You can also use the explicit method name for improved readability:

uncommon = set(string1).symmetric_difference(set(string2))
Set Results Are Unordered

Sets in Python do not maintain insertion order. Each execution may display characters in a different sequence. Use sorted() when you need consistent, reproducible output.

Preserving Original Order with List Comprehension

When the character sequence matters, such as when displaying differences in context or maintaining positional relationships, use a list comprehension with set-based lookups:

string1 = "AACDB"
string2 = "GAFD"

# Find characters common to both strings
common_chars = set(string1) & set(string2)

# Extract uncommon characters while preserving their original order
uncommon_from_s1 = [char for char in string1 if char not in common_chars]
uncommon_from_s2 = [char for char in string2 if char not in common_chars]

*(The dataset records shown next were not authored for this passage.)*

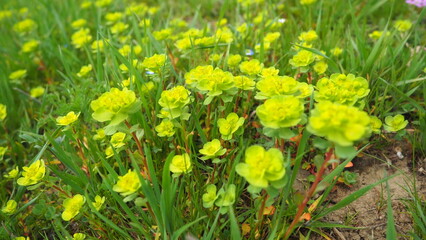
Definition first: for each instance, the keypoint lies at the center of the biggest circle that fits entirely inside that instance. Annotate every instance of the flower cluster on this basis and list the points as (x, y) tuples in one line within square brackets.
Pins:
[(127, 184), (271, 86), (68, 119), (280, 112), (165, 128), (181, 164), (341, 88), (212, 81), (72, 206), (338, 123), (395, 123), (114, 106), (3, 112), (33, 174), (174, 102), (261, 167), (212, 150), (229, 125)]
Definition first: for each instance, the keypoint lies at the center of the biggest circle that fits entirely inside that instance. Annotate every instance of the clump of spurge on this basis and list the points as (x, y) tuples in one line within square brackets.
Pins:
[(114, 107)]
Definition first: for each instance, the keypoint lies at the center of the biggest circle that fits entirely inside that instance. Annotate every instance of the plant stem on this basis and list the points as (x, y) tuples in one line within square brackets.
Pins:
[(309, 194), (261, 210), (140, 149)]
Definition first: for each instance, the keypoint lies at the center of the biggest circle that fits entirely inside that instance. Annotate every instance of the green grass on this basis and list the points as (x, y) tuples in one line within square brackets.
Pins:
[(167, 206)]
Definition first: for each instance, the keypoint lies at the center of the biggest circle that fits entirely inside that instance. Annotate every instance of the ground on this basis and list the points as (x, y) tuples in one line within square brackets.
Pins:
[(369, 211)]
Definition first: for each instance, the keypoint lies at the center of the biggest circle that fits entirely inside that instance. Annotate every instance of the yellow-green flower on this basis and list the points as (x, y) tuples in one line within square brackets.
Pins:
[(154, 62), (72, 206), (336, 51), (2, 151), (252, 67), (99, 201), (244, 83), (308, 36), (81, 38), (147, 87), (261, 167), (234, 60), (100, 134), (198, 74), (302, 59), (181, 164), (12, 173), (278, 85), (269, 72), (338, 123), (320, 67), (376, 124), (18, 74), (165, 128), (3, 112), (271, 37), (113, 17), (4, 14), (395, 123), (117, 139), (307, 2), (78, 236), (224, 35), (215, 57), (127, 184), (210, 196), (280, 112), (37, 92), (30, 46), (376, 35), (84, 70), (173, 102), (68, 119), (24, 26), (10, 207), (114, 106), (33, 174), (109, 152), (22, 238), (102, 3), (119, 27), (212, 149), (229, 125), (218, 82), (403, 25), (79, 23), (341, 88), (162, 34)]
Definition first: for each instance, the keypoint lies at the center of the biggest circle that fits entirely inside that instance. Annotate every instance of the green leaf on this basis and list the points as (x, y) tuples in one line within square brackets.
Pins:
[(320, 143), (352, 197), (345, 151)]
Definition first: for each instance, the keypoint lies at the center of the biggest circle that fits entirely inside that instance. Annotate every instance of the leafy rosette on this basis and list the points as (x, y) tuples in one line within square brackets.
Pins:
[(341, 88), (173, 102), (262, 167), (271, 86), (279, 113), (198, 74), (338, 123), (115, 106), (218, 82)]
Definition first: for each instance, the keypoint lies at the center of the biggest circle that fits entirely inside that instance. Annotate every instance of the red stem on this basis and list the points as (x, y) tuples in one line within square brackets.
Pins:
[(309, 194)]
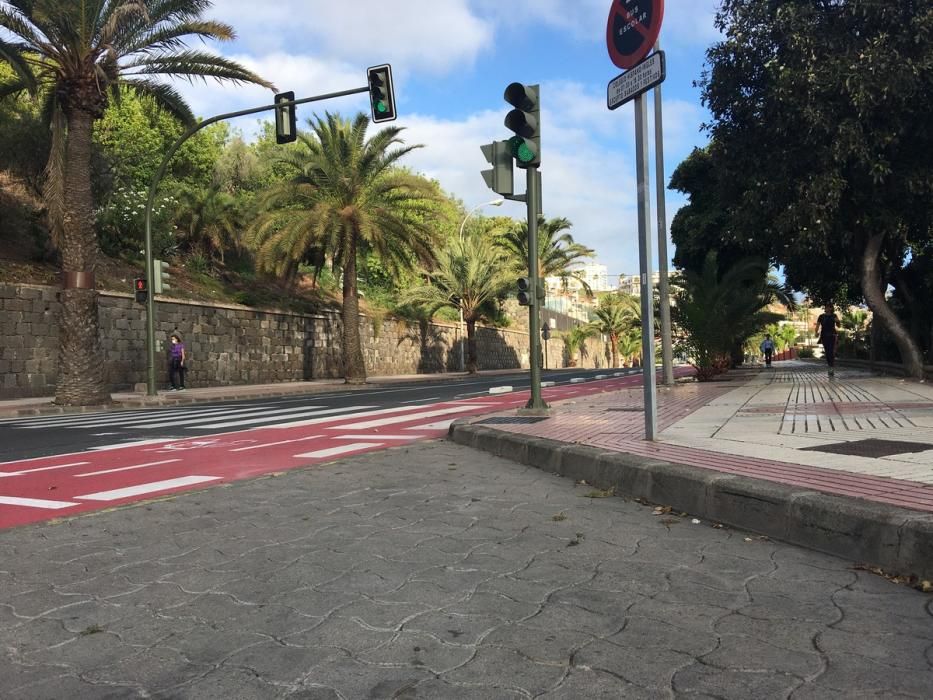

result = uncommon_from_s1 + uncommon_from_s2

print("".join(result))

Output:

CBGF

The common characters are A and D (present in both strings). From string1, the uncommon characters C and B appear in their original order. From string2, the uncommon characters G and F are appended in their original order.

Performance Optimization

Always convert the comparison target to a set before checking membership. Set lookups are O(1), while checking membership in a string or list is O(n). For long strings, this optimization can improve performance by orders of magnitude:

# Slow: O(n) lookup for each character
uncommon = [c for c in string1 if c not in string2]

# Fast: O(1) lookup for each character
chars_in_s2 = set(string2)
uncommon = [c for c in string1 if c not in chars_in_s2]

Keeping Duplicate Occurrences

The set-based approach eliminates duplicates because sets only store unique elements. If you need to preserve every occurrence of uncommon characters, use list comprehensions with set lookups:

string1 = "aabbcc"
string2 = "bbd"

chars_in_s2 = set(string2)
chars_in_s1 = set(string1)

uncommon_s1 = [c for c in string1 if c not in chars_in_s2]
uncommon_s2 = [c for c in string2 if c not in chars_in_s1]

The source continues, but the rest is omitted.